Conférence donnée au cours de la session 2007 des Semaines Sociales de France, "Vivre autrement pour un développement durable et solidaire".

ÉLÉNA LASIDA, économiste, chargée de mission à Justice et Paix, maître de conférence à la Faculté de Sciences Sociales et Economiques de l’Institut Catholique de Paris.

En guise d’introduction, je voudrais indiquer brièvement le lieu à partir duquel je parle du développement durable, car mon intervention est très liée à ce contexte. Cette indication me permettra de dire ce qui constitue, à mon avis, l’enjeu principal du développement durable, et de ce fait, de le mettre en rapport avec notre foi et notre manière d’être présents comme chrétiens dans le monde d’aujourd’hui. Je parle du développement durable à partir d’une réflexion collective menée à Justice et Paix - France depuis quelques années. Celle-ci s’est traduite par un premier ouvrage publié en 2006, Notre mode de vie est-il durable ? , et se poursuit par l’élaboration de fiches thématiques dont la première vient juste de paraître sur le thème d’une mobilité durable . Cette réflexion collective constitue par son contenu et surtout par sa forme, une expérience de développement durable. Les personnes qui y participent viennent d’horizons différents, avec des compétences diverses. Grâce à cette différence – je dis bien grâce et non pas malgré – nous avons pu faire l’expérience d’un véritable travail d’élaboration collective. Le résultat n’est pas une simple juxtaposition d’approches différentes, mais au contraire un travail façonné et bâti ensemble. Ce fut possible parce que chacun s’est laissé déplacer par les autres, chacun s’est désapproprié de son idée pour construire avec d’autres une idée commune. Je crois que c’est là le principal enjeu du développement durable : apprendre à faire projet ensemble tout en ayant des intérêts différents, voire opposés. Mais pour cela, il faut commencer par risquer une perte et par accepter de se laisser déplacer. Bref, ma parole sur le développement durable émerge de ce lieu d’élaboration collective, dans lequel nous ne nous sommes pas contentés d’accumuler nos connaissances ; nous les avons mises en dialogue, et le dialogue a produit quelque chose de radicalement différent de ce que chacun de nous aurait produit tout seul. Si je crois important de parler de la forme qu’a prise notre travail avant de parler de son fond, c’est parce que pour le développement durable aussi, le contenu est très conditionné par la manière de faire, le résultat par la manière d’y arriver. En ce sens, on pourrait le définir comme une expérience de déplacement réciproque qui rend possible l’émergence du radicalement nouveau.

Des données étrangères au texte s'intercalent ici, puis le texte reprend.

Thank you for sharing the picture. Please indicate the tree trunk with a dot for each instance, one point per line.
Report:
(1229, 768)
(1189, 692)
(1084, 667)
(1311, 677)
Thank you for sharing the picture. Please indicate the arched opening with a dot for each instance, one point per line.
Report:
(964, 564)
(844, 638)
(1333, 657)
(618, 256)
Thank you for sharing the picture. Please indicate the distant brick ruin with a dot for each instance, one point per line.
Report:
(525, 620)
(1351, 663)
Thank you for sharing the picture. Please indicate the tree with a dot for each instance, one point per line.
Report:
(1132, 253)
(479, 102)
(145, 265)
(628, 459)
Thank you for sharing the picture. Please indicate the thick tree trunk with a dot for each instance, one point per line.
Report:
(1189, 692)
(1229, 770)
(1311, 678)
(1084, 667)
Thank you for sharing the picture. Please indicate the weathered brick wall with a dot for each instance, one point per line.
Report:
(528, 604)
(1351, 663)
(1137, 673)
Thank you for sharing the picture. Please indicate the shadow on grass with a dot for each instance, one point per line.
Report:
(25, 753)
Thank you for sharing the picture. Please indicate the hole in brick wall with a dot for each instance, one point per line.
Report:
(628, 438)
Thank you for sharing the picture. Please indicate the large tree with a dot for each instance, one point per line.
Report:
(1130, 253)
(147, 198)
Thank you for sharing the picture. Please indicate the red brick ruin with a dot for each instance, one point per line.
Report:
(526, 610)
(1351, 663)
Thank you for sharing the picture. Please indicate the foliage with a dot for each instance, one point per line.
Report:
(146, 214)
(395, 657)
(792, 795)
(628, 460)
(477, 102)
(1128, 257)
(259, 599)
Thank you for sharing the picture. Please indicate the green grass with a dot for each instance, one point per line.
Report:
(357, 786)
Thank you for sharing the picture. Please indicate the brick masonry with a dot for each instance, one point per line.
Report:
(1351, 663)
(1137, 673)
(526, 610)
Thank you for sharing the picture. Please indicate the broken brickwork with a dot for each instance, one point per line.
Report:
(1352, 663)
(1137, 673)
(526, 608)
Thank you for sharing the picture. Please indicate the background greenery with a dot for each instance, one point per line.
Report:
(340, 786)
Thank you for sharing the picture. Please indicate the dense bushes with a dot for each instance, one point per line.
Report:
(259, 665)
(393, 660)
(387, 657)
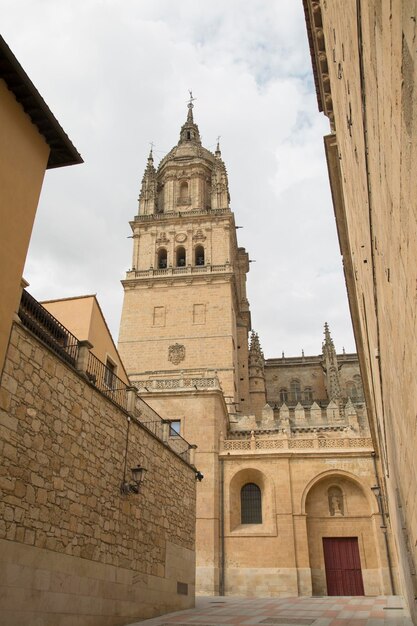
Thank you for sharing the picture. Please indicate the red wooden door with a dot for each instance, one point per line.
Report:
(343, 566)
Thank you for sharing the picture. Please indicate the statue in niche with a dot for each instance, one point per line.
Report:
(336, 505)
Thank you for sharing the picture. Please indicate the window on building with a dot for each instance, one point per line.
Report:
(174, 428)
(110, 373)
(181, 257)
(199, 255)
(308, 394)
(162, 258)
(250, 504)
(295, 389)
(358, 383)
(184, 190)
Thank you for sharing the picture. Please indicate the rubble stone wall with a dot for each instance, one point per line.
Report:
(71, 544)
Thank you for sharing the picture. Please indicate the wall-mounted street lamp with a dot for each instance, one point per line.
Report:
(376, 490)
(138, 474)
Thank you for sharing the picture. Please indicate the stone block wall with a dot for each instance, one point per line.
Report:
(364, 56)
(73, 549)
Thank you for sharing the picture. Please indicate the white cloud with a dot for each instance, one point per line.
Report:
(116, 75)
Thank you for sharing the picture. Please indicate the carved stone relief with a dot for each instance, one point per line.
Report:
(176, 353)
(336, 504)
(162, 238)
(199, 235)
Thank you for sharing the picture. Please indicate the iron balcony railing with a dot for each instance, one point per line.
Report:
(153, 421)
(106, 381)
(66, 346)
(48, 329)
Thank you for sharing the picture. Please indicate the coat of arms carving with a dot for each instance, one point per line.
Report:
(176, 353)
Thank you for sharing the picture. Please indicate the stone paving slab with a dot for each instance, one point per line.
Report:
(326, 611)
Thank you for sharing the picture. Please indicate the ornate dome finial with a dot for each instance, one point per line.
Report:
(189, 131)
(190, 105)
(218, 152)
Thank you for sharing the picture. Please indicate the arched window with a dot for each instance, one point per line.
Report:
(358, 382)
(199, 255)
(160, 200)
(162, 258)
(250, 504)
(351, 390)
(308, 394)
(184, 190)
(181, 258)
(295, 389)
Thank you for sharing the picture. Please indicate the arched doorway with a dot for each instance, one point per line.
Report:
(343, 550)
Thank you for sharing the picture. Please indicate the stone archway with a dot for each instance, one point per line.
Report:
(339, 514)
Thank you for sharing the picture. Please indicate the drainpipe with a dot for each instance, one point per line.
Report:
(222, 555)
(381, 509)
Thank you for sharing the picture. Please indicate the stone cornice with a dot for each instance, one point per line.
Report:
(319, 57)
(180, 215)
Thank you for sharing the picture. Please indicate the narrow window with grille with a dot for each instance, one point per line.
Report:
(251, 504)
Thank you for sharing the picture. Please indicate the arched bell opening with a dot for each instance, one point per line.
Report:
(181, 257)
(162, 259)
(199, 258)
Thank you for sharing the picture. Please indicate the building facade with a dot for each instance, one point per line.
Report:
(363, 57)
(284, 444)
(81, 541)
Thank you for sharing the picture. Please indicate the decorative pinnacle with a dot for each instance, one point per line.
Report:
(190, 107)
(327, 337)
(218, 152)
(150, 157)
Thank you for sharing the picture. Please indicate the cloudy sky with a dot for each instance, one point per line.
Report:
(116, 74)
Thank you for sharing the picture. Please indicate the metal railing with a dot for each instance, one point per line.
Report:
(188, 269)
(66, 346)
(170, 214)
(161, 429)
(48, 329)
(106, 381)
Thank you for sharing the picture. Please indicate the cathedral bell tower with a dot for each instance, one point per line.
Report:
(185, 321)
(185, 308)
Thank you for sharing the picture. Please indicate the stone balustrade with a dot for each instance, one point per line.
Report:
(284, 443)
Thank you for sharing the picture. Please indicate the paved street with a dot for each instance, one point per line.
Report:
(326, 611)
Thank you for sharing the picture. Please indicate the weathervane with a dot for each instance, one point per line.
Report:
(191, 100)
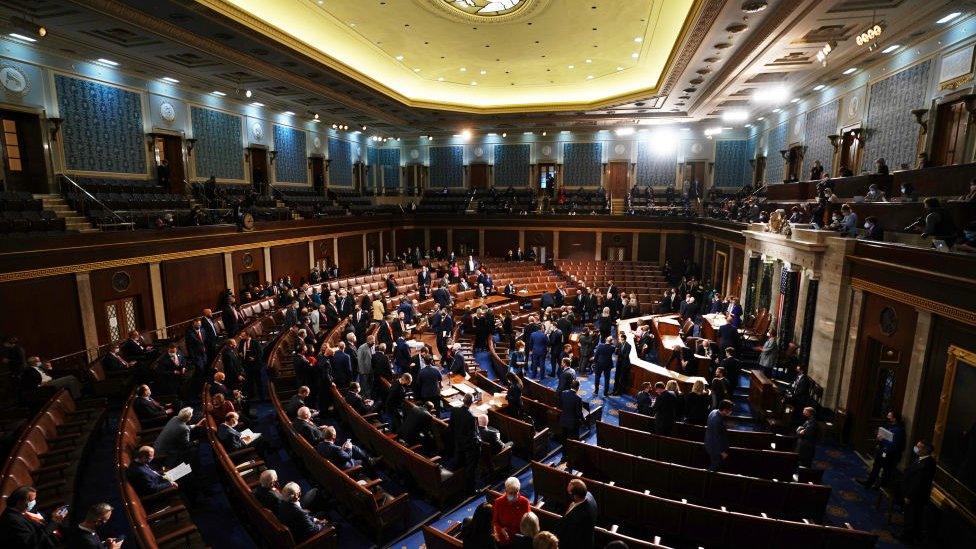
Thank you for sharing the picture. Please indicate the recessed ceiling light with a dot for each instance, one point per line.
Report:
(949, 17)
(22, 37)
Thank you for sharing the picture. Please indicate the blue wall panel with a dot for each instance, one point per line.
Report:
(290, 162)
(219, 151)
(103, 129)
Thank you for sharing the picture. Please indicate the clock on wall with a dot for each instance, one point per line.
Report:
(888, 321)
(14, 80)
(167, 111)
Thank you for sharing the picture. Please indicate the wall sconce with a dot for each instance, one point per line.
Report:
(919, 115)
(834, 141)
(55, 127)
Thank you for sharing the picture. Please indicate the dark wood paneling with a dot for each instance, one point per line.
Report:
(44, 314)
(577, 246)
(350, 255)
(290, 259)
(497, 243)
(619, 240)
(139, 288)
(648, 246)
(678, 247)
(255, 257)
(192, 284)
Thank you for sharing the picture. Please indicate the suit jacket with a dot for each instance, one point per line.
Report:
(229, 437)
(716, 434)
(298, 521)
(144, 480)
(430, 383)
(577, 525)
(18, 531)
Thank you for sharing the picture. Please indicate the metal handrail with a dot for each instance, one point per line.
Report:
(91, 196)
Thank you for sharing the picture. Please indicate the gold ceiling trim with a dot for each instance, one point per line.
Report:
(256, 24)
(941, 309)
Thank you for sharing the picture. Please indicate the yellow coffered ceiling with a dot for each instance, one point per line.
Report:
(487, 56)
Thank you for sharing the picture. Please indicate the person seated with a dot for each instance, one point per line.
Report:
(345, 456)
(507, 512)
(267, 492)
(145, 480)
(304, 426)
(299, 521)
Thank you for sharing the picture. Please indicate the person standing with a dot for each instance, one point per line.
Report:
(717, 435)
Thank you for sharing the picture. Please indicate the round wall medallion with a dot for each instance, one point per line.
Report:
(167, 111)
(121, 281)
(888, 321)
(14, 80)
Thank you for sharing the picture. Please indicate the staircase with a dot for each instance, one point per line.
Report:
(72, 220)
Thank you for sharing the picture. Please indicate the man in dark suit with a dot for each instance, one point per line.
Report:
(429, 382)
(304, 426)
(916, 490)
(603, 364)
(571, 411)
(579, 522)
(84, 535)
(539, 345)
(621, 382)
(717, 435)
(21, 527)
(665, 409)
(467, 442)
(299, 522)
(143, 478)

Le développement durable : un “ style ” de vie

Mettre la forme avant le contenu, la démarche avant le but, la pédagogie avant le résultat traduit ce que nous croyons être l’enjeu principal du développement durable : inventer un nouveau style de vie plutôt qu’un nouveau modèle de développement à substituer à la place de l’actuel. Le style n’est pas associé à un seul modèle, mais il peut prendre des formes multiples. Le style c’est, selon Merleau-Ponty, “la mise en forme des éléments du monde qui permettent d’orienter celui-ci vers une de ses parts essentielles ” . Le style relève de la mise en forme plutôt que d’une forme particulière, de la mise en cohérence d’un ensemble plutôt que de sa composition précise. Le style a toujours quelque chose d’indéterminé qui ouvre vers un autre possible, tandis que le modèle évoque plutôt quelque chose d’achevé et dont le résultat est prévisible d’avance. C’est en ce sens que le développement durable peut être associé à un nouveau style de vie .

Nous sommes aujourd’hui confrontés au défi de trouver un autre mode de vie, plus respectueux de la nature et plus solidaire. Or nous le constatons chaque jour, il n’y a pas de solution miracle ; il n’y aura pas de modèle de développement unique et bon pour tous. Chaque solution a des effets positifs pour les uns et négatifs pour les autres. Par conséquent, c’est la manière de choisir plutôt que le choix retenu qui permettra de dire si la solution est bonne ou mauvaise. C’est surtout dans la manière de décider ensemble, dans la manière de faire des choix de société, dans la manière de construire des projets collectifs que le développement pourra être qualifié de durable, de viable et de vivable. Une pédagogie du choix serait en ce sens à développer.